Chegar a uma delegacia para, ao menos, solicitar uma medida protetiva, é um processo doloroso, muita vezes vigiado pelo agressor, que não permite nem que a vítima saia de casa, fato que ocorreu em diversas ocasiões durante a pandemia, em que o isolamento social foi obrigatório. 

Pensando em facilitar cada vez mais o acesso a alternativas que possam auxiliar as vítimas de violência a buscar os serviços públicos de auxílio, a Polícia Civil de Mato Grosso, em parceria com o Poder Judiciário e a Secretaria de Segurança Pública criou dois serviços reunidos no projeto SOS Mulher MT. 

Um é o site sosmulher.pjc.mt.gov.br, pelo qual pode ser solicitada a medida protetiva de urgência on-line sem a necessidade da mulher se deslocar até uma delegacia. Assim que a vítima preenche todos os dados no formulário do site, a medida protetiva é analisada por um delegado que, na sequência envia para um juiz, que vai analisar o pedido. A medida protetiva já é integrada ao Processo Judicial eletrônico (PJe), de forma ágil e segura, com resposta à vítima em poucas horas. O serviço é disponível para todos os tipos de violência doméstica, exceto a sexual. 

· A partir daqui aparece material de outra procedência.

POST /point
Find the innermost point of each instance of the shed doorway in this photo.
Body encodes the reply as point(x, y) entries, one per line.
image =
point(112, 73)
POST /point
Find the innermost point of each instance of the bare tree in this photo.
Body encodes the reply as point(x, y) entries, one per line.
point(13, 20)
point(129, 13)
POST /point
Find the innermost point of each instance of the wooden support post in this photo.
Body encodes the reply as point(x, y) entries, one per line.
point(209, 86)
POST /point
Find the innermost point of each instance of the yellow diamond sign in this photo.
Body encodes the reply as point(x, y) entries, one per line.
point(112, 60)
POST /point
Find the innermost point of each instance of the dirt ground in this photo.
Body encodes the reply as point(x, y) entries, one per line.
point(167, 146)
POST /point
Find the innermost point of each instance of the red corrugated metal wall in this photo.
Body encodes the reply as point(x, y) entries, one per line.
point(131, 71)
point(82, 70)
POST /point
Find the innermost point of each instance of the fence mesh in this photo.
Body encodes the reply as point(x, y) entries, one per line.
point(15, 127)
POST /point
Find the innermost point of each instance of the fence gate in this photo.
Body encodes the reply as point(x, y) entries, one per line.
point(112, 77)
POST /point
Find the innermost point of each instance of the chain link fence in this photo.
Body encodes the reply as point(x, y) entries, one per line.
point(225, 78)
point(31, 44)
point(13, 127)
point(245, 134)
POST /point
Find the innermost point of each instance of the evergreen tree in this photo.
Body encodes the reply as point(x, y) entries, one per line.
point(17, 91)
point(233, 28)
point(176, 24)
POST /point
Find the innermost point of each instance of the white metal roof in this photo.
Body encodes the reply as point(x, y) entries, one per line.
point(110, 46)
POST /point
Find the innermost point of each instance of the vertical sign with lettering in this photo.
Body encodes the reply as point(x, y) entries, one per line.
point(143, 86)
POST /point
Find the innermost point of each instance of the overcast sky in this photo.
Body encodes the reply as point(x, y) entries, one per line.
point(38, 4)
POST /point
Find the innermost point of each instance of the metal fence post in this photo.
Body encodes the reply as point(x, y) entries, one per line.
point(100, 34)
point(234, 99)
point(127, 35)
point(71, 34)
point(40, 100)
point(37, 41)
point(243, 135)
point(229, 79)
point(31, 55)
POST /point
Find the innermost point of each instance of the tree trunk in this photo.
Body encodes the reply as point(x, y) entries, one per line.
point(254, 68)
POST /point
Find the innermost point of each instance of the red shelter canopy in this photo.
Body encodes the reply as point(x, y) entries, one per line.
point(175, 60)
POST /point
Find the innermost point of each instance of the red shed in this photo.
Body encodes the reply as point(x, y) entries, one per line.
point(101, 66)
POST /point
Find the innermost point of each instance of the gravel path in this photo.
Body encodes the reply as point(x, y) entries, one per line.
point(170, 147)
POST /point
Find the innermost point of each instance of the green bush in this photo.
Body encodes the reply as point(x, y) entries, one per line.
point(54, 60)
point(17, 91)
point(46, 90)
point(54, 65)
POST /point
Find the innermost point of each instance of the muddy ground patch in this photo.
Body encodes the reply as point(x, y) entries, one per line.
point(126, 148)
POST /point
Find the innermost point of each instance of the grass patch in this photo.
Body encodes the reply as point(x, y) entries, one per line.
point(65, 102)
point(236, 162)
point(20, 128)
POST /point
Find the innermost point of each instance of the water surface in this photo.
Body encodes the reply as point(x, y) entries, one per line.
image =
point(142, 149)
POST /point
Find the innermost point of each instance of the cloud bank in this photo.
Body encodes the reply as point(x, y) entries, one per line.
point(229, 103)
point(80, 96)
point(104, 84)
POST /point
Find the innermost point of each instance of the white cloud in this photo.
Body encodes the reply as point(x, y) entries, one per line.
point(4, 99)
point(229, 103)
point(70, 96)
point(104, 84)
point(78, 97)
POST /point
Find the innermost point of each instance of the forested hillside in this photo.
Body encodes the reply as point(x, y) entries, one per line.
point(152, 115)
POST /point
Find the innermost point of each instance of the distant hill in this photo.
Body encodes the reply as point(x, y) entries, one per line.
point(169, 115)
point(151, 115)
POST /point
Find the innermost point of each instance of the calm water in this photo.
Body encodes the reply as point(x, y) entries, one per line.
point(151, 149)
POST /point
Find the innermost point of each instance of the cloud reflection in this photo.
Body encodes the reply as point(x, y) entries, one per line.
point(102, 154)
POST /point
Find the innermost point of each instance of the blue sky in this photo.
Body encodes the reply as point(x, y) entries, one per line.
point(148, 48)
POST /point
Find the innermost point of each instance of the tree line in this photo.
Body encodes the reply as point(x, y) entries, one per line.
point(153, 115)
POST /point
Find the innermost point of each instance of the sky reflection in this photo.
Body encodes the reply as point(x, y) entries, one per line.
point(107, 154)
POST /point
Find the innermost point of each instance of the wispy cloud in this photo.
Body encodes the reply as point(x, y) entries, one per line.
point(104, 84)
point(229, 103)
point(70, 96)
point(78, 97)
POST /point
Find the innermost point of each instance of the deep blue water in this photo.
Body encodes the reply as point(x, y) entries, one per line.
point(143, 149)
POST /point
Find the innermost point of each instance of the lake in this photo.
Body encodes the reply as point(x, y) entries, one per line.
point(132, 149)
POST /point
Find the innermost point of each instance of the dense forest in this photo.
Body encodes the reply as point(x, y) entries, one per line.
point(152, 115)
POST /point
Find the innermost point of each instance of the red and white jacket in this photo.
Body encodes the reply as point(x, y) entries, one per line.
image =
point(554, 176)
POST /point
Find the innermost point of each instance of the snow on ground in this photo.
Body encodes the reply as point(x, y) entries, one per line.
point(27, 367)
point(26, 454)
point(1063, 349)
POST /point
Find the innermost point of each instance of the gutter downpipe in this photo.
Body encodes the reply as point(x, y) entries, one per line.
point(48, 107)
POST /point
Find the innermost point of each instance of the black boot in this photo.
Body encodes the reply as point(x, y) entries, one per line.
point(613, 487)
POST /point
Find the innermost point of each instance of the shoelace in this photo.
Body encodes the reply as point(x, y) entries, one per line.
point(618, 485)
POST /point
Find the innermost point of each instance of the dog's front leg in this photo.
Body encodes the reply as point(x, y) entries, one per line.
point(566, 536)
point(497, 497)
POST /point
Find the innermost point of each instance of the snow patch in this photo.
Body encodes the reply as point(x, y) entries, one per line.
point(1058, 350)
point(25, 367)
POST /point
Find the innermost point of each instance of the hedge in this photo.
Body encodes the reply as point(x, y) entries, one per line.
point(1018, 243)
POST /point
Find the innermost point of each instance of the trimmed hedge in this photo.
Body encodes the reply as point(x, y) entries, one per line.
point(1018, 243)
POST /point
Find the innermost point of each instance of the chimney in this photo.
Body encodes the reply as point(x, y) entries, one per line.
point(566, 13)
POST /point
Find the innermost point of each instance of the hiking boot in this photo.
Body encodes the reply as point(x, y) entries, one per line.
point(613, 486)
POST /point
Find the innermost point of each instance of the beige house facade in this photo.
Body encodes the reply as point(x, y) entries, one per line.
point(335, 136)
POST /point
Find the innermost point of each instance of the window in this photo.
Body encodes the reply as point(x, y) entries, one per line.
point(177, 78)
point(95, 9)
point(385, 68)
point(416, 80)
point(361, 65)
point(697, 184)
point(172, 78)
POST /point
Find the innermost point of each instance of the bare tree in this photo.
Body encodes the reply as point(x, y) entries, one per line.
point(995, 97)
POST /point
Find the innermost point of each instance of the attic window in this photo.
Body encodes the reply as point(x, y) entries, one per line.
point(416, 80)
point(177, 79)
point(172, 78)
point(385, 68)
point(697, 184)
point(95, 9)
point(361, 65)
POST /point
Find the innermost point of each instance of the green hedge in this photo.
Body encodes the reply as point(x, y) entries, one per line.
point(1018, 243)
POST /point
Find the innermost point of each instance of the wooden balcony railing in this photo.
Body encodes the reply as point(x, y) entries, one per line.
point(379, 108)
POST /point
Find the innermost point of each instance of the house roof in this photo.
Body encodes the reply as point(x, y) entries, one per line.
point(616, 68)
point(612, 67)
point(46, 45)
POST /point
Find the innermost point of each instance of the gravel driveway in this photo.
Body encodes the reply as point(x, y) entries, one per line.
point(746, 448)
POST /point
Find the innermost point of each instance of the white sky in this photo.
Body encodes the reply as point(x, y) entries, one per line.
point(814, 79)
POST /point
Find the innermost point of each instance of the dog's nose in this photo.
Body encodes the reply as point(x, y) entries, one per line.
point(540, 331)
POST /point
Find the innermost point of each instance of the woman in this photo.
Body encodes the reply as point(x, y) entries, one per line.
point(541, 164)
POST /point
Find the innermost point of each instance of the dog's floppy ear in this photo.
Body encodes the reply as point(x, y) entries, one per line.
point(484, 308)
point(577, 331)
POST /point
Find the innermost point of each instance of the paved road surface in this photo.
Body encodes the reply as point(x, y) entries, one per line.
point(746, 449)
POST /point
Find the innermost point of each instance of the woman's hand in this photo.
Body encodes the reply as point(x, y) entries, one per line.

O outro serviço é o aplicativo SOS Mulher MT, em que a vítima acessa o botão de pânico e outras funções disponíveis, como telefones de emergência, denúncias, delegacia virtual. O aplicativo permitirá que a mulher tenha acesso ao Botão do Pânico, um pedido de socorro no formato virtual, que pode ser acionado quando o agressor descumprir a medida protetiva. Ao acionar o botão, em 30 segundos o pedido chega ao Centro Integrado de Operações de Segurança Pública (Ciosp) da Secretaria de Estado de Segurança Pública (Sesp), que enviará a viatura mais próxima, em socorro à vítima.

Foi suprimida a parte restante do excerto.